“No hay bajo el cielo otro nombre dado a los hombres por el cual podamos ser salvados” (Hch 4,12)
Por el padre Jorge Luis Zarazúa Campa, FMAP
padrejorgeluisfmap@hotmail.com
Desde los orígenes de la fe cristiana, la Iglesia proclama con absoluta claridad que sólo Jesucristo es el Redentor del mundo. Él es el único Mediador entre Dios y los hombres (1 Tim 2,5-6), el Cordero de Dios que quita el pecado del mundo (Jn 1,29), y el único Salvador que reconcilia a la humanidad con el Padre (Jn 14, 6).
Esta afirmación no es una frase devocional: es el centro del Evangelio, el corazón mismo del cristianismo.

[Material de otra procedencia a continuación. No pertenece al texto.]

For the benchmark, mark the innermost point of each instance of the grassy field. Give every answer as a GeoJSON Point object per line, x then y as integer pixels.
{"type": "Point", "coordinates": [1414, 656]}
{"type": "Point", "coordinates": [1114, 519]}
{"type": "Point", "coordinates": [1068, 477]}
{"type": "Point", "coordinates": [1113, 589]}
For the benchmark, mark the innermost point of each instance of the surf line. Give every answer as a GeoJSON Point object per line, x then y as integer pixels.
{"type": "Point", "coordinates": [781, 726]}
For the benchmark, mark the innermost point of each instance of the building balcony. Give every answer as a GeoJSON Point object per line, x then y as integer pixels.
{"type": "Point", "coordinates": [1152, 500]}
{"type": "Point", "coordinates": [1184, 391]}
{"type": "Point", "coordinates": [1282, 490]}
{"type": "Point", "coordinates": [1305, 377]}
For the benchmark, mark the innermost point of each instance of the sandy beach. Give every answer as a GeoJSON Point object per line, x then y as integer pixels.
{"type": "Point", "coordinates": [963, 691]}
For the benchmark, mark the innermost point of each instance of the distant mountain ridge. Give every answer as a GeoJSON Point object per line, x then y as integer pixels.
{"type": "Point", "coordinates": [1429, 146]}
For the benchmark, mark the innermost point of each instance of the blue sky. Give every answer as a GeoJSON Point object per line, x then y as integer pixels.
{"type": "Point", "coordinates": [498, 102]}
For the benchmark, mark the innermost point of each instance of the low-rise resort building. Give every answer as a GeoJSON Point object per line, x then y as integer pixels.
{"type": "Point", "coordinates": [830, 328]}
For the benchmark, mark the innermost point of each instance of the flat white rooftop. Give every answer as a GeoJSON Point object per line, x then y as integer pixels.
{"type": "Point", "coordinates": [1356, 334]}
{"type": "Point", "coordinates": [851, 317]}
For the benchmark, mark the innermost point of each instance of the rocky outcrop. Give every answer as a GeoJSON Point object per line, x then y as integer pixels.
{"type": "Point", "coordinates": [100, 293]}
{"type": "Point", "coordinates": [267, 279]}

1. Redimir: amar hasta dar la vida
La palabra redimir proviene del latín redimere, que significa “comprar de nuevo” o “liberar mediante un precio”.

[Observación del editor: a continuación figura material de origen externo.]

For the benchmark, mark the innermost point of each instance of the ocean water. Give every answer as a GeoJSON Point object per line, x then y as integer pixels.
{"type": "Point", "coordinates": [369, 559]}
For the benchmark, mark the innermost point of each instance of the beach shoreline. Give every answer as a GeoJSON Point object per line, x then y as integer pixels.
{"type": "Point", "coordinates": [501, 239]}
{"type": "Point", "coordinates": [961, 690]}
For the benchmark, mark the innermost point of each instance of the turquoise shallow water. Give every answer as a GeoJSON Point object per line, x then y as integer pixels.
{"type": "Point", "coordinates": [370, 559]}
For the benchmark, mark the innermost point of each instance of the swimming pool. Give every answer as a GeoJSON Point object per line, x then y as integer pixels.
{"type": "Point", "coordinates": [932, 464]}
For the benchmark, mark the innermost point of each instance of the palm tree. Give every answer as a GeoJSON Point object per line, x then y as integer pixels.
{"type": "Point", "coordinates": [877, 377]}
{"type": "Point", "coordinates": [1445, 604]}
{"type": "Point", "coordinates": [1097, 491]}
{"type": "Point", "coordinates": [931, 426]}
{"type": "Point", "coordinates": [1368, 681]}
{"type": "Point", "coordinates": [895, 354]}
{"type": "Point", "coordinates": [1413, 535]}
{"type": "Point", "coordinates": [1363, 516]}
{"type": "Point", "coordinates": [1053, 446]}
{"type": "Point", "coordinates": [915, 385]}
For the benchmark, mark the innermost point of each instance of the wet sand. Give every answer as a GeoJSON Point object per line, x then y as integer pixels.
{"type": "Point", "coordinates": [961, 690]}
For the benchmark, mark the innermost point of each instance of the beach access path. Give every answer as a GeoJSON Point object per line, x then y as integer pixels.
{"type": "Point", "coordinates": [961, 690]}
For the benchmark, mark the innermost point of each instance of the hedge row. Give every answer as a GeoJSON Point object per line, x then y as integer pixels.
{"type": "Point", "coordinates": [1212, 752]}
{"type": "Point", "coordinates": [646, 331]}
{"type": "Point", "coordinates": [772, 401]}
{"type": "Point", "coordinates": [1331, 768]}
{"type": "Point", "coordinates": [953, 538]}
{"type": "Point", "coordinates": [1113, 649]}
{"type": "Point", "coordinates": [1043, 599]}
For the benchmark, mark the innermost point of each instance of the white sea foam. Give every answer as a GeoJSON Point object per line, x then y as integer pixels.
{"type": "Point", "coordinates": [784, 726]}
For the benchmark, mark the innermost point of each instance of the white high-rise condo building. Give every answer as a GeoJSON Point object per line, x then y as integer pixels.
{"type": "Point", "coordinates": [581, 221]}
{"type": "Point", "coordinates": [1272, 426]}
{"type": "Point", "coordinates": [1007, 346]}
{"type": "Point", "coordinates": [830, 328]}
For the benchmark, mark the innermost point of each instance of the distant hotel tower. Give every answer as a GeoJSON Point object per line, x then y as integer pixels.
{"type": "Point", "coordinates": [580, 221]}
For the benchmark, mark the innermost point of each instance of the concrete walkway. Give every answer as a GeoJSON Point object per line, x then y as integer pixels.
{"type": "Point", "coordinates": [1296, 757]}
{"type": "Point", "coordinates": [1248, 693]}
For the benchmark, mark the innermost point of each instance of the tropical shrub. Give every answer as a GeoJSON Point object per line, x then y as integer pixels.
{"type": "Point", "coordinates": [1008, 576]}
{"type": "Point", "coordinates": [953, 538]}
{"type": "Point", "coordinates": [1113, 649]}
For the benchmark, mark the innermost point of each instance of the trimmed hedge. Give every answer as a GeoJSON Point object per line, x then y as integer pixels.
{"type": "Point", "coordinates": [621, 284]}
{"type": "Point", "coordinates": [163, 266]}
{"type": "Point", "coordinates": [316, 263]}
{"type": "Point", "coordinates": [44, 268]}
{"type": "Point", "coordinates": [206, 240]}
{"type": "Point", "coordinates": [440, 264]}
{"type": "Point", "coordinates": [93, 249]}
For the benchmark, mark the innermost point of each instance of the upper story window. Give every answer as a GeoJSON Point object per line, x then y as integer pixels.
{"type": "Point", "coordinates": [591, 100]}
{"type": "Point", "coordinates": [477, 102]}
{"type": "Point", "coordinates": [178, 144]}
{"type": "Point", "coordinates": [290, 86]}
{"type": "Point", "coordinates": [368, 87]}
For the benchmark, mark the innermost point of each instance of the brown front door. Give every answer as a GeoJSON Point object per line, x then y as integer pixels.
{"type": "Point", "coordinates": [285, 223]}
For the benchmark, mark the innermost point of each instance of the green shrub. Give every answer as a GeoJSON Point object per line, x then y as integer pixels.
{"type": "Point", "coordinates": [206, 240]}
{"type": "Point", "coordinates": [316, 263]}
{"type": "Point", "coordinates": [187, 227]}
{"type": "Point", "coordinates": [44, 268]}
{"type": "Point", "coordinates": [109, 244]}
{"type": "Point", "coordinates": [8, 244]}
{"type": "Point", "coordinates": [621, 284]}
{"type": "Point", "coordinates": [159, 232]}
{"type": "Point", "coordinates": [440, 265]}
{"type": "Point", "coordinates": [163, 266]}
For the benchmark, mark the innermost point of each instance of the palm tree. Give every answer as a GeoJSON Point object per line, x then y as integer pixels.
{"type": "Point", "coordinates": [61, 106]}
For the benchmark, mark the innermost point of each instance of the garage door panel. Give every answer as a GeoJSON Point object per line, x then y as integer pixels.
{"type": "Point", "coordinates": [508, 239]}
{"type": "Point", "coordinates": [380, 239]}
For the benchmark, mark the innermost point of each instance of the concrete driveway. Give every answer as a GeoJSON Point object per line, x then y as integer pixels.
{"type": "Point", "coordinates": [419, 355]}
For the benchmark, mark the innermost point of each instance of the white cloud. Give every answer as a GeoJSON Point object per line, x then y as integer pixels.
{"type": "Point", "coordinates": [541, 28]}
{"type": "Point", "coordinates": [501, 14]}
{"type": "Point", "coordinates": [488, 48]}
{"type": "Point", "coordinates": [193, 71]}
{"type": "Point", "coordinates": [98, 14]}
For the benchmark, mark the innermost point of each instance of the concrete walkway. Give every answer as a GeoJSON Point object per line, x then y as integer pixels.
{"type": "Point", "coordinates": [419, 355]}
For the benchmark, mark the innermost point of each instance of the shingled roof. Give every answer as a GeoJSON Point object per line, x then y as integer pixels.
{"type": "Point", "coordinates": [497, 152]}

En tiempos antiguos, se aplicaba a la acción de pagar el rescate de un esclavo condenado a muerte.
Por eso, cuando decimos que Cristo es nuestro Redentor, proclamamos que Él pagó el precio de nuestra libertad con su propia sangre (cf. 1 Pe 1,18-19).
“Porque el Hijo del hombre no vino a ser servido, sino a servir y a dar su vida como rescate por muchos” (Mc 10,45).
En la cruz, Jesús no sólo sufrió: entregó su vida en obediencia perfecta al Padre. Nadie más podía ofrecer un sacrificio tan absoluto y eficaz, porque nadie más es a la vez verdadero Dios y verdadero hombre.
Él nos redime no sólo como víctima, sino también como Sacerdote eterno que ofrece el sacrificio perfecto (cf. Heb 9,11-14).
2. El Redentor es único porque su Persona es única
Sólo Jesús une en sí mismo lo divino y lo humano. En Él habita “toda la plenitud de la divinidad corporalmente” (Col 2,9).
Por eso, su entrega tiene un valor infinito: basta una sola gota de su sangre para redimir al mundo entero.
Ningún santo, ángel o criatura —ni siquiera la Santísima Virgen María— puede compartir esa obra en sentido propio.
Cristo no necesita complemento ni ayuda para salvar. Su redención es plena, suficiente y definitiva.
“Él es la propiciación por nuestros pecados, y no sólo por los nuestros, sino también por los del mundo entero” (1 Jn 2,2).
3. La cooperación de María: gracia participada, no poder redentor
La Virgen María participa íntimamente en la obra de la salvación, pero como redimida, no como redentora.
Su “fiat” —“Hágase en mí según tu palabra” (Lc 1,38)— permitió que el Verbo se encarnara y comenzara la historia de nuestra redención.
Pero María no actúa junto a Cristo como igual, sino en Él y por Él.
Su cooperación es real y sublime, pero siempre dependiente de la gracia.
Ella no redime: colabora, intercede, acompaña.
Es la Madre del Redentor, no su socia divina.
Como enseña el Concilio Vaticano II:
“La maternidad de María en la economía de la gracia perdura sin cesar… sin disminuir en nada la mediación única de Cristo, sino mostrando su eficacia” (Lumen Gentium, 60).
4. Cristo, único Mediador y Redentor
En palabras del apóstol san Pablo:
“Hay un solo Dios, y también un solo mediador entre Dios y los hombres: Cristo Jesús, hombre también, que se entregó en rescate por todos” (1 Tim 2,5-6).
Esta verdad ilumina toda la fe cristiana:
• Sólo Cristo reconcilia al mundo con el Padre.
• Sólo su sacrificio abre las puertas del cielo.
• Sólo su gracia sana el corazón humano.
Todo lo que en los santos —y en María de modo eminente— coopera a la salvación, procede del único Redentor y depende totalmente de Él.
5. Adorar al Redentor, amar a su Madre
Reconocer a Cristo como único Redentor no disminuye el amor a la Virgen, sino que lo purifica.
Ella misma se alegra cuando su Hijo es exaltado:
“Proclama mi alma la grandeza del Señor, y mi espíritu se alegra en Dios, mi Salvador” (Lc 1,46-47).
María no pide adoración ni títulos divinos; su misión es llevarnos a Cristo.
Ella, la primera redimida, es el espejo más puro de la Redención.
Y precisamente por eso, el amor verdadero a María consiste en seguir su ejemplo de fe, obediencia y humildad, poniéndonos totalmente en manos de su Hijo.
Conclusión
Jesucristo es el único Redentor porque sólo Él puede salvar:
Él es Dios hecho hombre, el Cordero que quita el pecado del mundo, el Sacerdote eterno y el Amigo fiel que entrega su vida por nosotros.
María, la Inmaculada, brilla con la luz de Cristo; no añade nada a su obra, sino que la refleja con perfección maternal.
Quien adora al Redentor y ama a su Madre, camina en la plenitud de la fe católica:
Cristo salva, María acompaña; Cristo redime, María cree; Cristo reina, María sirve.